Un reciente análisis sobre el gasto federalizado y estatal ha revelado que el estado de Chihuahua se posiciona en el lugar 26 a nivel nacional en materia de inversión pública per cápita. Este indicador, que mide los recursos destinados a obras de beneficio social y desarrollo económico, sitúa a la entidad por debajo de la media nacional, lo que plantea un desafío significativo para la administración actual. Para los expertos, revertir esta tendencia es fundamental para garantizar una educación de calidad en Chihuahua, ya que la construcción y mantenimiento de planteles educativos depende directamente de estos flujos de capital en este 2026.

El rezago en inversión pública impacta no solo en la conectividad terrestre, sino también en la modernización tecnológica de las aulas. Para fortalecer el modelo de educación de calidad en Chihuahua, se requiere de una gestión presupuestal más agresiva que permita equipar laboratorios y mejorar la infraestructura digital en las zonas rurales. Al situarse en los últimos lugares del ranking, la competitividad del estado frente a otras entidades del norte de México se ve comprometida, dificultando la atracción de talento y la retención de jóvenes profesionales durante este primer semestre del año.

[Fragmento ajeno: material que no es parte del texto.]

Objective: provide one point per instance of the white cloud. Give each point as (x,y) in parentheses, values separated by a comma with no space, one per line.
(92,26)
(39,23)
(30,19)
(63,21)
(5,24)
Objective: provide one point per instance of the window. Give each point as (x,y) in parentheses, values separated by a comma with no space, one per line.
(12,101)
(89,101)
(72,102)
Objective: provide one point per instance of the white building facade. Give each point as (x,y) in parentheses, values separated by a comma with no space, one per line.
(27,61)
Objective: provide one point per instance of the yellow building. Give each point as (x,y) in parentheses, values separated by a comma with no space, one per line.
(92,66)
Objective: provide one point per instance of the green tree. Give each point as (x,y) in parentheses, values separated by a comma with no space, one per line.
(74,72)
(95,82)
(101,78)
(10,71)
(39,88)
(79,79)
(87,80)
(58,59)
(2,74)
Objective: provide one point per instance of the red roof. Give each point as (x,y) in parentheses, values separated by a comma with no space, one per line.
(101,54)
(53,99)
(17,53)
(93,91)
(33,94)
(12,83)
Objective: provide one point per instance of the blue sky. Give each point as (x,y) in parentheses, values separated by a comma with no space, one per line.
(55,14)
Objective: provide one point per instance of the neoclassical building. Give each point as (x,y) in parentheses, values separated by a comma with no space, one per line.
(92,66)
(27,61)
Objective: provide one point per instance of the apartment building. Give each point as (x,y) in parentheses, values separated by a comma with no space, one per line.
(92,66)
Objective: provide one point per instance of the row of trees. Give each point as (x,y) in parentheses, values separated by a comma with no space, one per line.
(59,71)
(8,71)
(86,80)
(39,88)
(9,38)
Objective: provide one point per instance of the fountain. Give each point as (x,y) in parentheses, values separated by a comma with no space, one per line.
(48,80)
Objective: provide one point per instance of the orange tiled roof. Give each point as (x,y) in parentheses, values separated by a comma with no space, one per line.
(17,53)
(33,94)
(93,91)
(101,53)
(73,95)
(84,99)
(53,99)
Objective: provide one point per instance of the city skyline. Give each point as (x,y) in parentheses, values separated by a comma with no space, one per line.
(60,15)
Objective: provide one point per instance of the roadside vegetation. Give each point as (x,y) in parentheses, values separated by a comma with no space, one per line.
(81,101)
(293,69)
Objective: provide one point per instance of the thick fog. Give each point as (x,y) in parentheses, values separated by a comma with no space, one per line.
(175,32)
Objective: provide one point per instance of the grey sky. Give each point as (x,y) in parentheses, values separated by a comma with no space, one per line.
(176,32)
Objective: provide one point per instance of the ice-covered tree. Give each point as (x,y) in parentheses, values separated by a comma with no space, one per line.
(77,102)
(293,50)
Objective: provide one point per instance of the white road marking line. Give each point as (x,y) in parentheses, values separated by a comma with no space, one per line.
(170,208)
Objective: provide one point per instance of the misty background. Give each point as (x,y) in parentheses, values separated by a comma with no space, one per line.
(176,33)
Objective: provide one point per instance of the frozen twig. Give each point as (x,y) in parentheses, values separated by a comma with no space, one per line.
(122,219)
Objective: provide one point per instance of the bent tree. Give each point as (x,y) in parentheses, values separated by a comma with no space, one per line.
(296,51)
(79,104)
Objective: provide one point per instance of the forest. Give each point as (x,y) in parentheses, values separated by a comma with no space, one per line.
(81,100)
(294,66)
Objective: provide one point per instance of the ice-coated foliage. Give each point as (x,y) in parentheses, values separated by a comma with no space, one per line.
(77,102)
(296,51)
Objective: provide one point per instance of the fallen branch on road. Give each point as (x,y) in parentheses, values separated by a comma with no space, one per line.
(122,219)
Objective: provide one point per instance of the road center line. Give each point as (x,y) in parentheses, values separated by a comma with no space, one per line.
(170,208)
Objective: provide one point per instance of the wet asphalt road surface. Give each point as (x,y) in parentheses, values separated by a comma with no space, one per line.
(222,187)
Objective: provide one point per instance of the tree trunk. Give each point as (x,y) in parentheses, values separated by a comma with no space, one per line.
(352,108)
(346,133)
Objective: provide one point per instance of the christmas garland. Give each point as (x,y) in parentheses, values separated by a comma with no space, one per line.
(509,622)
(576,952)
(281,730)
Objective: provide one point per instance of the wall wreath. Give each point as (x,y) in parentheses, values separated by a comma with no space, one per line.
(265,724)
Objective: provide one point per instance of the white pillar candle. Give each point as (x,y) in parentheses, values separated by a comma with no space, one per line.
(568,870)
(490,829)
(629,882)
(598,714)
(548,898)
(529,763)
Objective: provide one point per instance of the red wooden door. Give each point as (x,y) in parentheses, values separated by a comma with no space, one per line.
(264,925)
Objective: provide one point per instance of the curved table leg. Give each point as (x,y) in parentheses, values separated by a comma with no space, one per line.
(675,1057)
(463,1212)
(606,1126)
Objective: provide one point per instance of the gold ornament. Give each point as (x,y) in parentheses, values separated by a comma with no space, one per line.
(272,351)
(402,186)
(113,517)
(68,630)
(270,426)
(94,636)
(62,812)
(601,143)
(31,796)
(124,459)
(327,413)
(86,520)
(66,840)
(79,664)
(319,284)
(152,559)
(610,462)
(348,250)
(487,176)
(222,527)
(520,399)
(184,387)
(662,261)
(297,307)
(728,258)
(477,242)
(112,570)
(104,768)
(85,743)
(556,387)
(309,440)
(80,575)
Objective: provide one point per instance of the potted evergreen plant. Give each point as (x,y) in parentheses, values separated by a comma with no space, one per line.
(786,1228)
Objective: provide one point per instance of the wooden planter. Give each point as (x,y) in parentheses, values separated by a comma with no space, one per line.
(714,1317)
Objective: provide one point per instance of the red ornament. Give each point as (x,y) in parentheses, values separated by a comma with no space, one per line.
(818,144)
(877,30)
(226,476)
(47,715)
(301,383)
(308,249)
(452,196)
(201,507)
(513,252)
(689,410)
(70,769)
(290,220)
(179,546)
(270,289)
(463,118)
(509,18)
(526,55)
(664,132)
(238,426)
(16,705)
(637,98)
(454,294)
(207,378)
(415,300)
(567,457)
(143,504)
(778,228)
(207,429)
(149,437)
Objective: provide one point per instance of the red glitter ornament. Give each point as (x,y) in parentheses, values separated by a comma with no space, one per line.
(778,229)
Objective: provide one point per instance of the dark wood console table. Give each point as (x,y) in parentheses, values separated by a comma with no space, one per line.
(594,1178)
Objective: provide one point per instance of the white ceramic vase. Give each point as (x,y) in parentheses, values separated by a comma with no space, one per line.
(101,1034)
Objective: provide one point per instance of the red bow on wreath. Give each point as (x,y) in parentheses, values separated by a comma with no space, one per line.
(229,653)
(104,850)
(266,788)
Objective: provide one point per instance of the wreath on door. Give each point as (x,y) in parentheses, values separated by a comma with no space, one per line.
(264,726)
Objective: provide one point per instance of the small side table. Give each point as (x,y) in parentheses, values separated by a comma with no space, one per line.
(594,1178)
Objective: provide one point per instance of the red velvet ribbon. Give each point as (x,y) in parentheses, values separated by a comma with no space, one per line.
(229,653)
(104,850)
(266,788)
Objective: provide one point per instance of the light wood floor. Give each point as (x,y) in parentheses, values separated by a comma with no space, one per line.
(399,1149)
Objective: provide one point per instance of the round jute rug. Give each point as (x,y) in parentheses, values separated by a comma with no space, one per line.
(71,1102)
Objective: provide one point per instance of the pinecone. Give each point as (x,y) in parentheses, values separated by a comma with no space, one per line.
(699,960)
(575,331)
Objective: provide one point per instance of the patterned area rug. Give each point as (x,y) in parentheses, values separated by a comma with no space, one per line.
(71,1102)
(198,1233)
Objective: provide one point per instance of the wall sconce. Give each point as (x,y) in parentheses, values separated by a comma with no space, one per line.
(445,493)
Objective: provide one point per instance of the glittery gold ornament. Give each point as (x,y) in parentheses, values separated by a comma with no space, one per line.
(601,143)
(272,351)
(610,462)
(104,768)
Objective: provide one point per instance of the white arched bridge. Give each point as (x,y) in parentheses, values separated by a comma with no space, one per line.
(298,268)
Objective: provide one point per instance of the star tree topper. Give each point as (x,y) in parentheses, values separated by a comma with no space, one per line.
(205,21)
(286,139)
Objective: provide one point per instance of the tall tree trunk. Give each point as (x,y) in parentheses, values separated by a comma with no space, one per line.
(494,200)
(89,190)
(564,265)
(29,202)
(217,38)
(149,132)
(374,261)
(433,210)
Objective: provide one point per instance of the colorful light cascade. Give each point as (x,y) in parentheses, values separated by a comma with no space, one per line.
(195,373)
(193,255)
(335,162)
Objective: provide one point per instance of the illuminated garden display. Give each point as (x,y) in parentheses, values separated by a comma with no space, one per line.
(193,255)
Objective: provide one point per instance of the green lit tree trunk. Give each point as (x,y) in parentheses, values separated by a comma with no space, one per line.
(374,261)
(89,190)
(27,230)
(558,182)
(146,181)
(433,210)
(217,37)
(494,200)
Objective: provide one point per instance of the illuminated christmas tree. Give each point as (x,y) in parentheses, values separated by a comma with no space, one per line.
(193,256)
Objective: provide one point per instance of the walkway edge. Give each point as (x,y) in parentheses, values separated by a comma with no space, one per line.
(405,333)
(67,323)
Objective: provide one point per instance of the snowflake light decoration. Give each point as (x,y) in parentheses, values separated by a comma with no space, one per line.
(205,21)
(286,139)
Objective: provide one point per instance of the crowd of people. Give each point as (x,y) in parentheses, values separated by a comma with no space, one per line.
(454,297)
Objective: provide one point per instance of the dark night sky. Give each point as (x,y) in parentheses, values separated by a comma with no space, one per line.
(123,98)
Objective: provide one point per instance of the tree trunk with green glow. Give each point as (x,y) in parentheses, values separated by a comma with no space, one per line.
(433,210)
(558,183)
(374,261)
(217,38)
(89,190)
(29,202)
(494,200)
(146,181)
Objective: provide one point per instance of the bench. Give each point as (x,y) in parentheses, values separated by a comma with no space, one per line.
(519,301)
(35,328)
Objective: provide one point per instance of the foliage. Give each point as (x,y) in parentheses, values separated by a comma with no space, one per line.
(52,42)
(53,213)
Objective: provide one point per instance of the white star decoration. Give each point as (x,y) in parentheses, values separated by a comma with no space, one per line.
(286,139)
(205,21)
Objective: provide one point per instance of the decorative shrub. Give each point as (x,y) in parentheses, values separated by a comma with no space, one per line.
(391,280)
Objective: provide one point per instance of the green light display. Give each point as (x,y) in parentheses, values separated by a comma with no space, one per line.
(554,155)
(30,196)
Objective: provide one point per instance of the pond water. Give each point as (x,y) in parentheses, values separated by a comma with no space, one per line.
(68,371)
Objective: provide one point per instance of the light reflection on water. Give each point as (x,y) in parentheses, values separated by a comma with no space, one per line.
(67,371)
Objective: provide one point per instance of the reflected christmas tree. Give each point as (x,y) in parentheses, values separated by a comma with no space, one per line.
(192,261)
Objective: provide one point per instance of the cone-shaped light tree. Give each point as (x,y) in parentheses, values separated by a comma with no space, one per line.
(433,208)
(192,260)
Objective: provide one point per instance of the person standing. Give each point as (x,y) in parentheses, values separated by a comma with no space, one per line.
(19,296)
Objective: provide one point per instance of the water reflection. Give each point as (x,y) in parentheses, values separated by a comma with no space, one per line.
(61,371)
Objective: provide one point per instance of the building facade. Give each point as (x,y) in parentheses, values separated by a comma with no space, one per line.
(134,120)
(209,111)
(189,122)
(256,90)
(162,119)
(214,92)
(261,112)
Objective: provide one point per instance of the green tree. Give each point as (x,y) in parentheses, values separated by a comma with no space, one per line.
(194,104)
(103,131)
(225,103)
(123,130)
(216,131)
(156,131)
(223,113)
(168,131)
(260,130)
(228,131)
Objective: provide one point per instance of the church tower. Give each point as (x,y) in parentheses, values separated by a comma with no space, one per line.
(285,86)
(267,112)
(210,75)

Representantes del sector empresarial han expresado su preocupación, señalando que la falta de proyectos de gran escala frena el crecimiento de las cadenas de valor locales. El compromiso con una educación de calidad en Chihuahua debe ir acompañado de un presupuesto robusto que dignifique los espacios de aprendizaje y fomente la innovación. Con la mirada puesta en el cierre del ciclo fiscal 2026, el gobierno estatal enfrenta la presión de optimizar el gasto corriente para liberar recursos que permitan escalar posiciones en el ranking nacional, asegurando que el desarrollo de infraestructura esté a la altura de las necesidades educativas y productivas de las familias chihuahuenses.